HMS Glasgow (1861)

A 1903 painting of HMS Glasgow
History
United Kingdom
Name: HMS Glasgow
Builder: Portsmouth Dockyard
Laid down: 12 September 1859
Launched: 28 March 1861
Completed: 1870
Decommissioned: 20 July 1875
Fate: Sold for breaking up December 1884
General characteristics
Class & type: Immortalité-class frigate
Displacement: 4,020 long tons (4,080 t)
Tons burthen: 3027
Length: 250 ft (76.2 m)
Beam: 52 ft 1 in (15.9 m)
Draught: 22 ft 5 in (6.8 m)
Installed power: 2,020 ihp (1,510 kW)
Propulsion: 1 shaft, 1 Steam engine
Speed: 11 knots (20 km/h; 13 mph)
Complement: 550-600
Armament:
  • Thirty 8-inch (203 mm) muzzle-loading smoothbore guns
  • Twenty 32-pounder muzzle-loading smoothbore guns
  • One 68-pounder muzzle-loading smoothbore gun
For other ships of the same name, see HMS Glasgow.

HMS Glasgow was a wooden screw frigate, the fifth ship of the name to serve in the Royal Navy.

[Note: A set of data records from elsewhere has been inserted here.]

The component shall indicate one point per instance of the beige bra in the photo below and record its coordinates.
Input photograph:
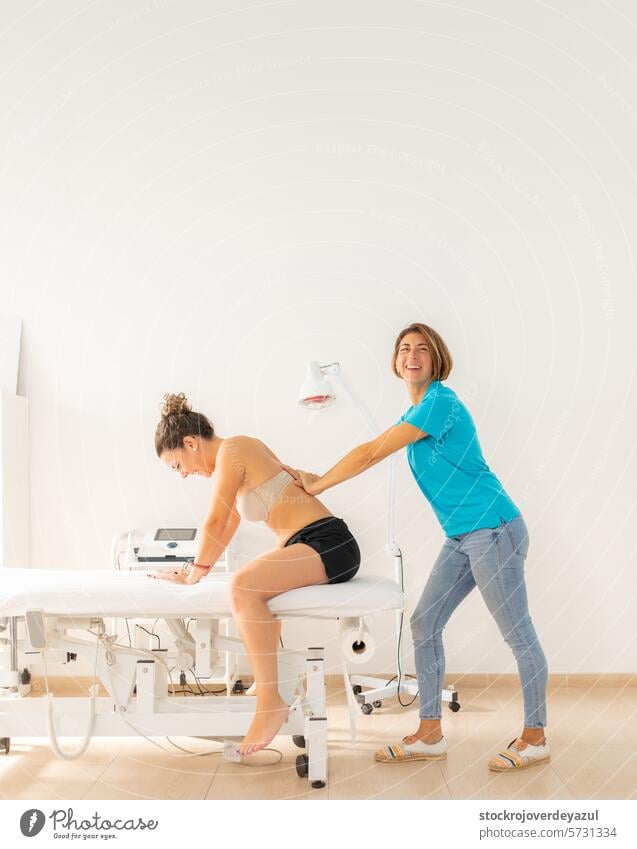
(255, 504)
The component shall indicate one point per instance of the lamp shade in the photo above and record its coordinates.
(316, 391)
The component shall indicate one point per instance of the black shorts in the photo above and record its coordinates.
(333, 541)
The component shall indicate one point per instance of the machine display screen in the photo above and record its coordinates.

Glasgow was launched at Portsmouth Dockyard on 28 March 1861.[1] Despite ironclad ships being introduced in 1858 and effectively rendering wooden hulls obsolete the Glasgow was built of wood to use up some of the extensive stocks of ship building timber then stored in Britain.[2] Indeed the Glasgow would be one of the last Royal Navy Vessels to be made entirely from wood.[3] Her one and only foreign deployment was as flagship to the East Indies from 1871-5.[2] From 24 May 1871 until her decommissioning she was commanded by Captain Theodore Morton Jones.[1] During this time she was the flagship of Rear-Admiral James Cockburn and then of Arthur Cumming, following Cockburn's death.[1] Glasgow was paid off on 20 July 1875 and sold for breaking up in December 1884.[1] The Glasgow was used by Sultan Bargash of Zanzibar as the model for his royal yacht HHS Glasgow, Bargash having been impressed by the ship when it visited Zanzibar in 1873.[4]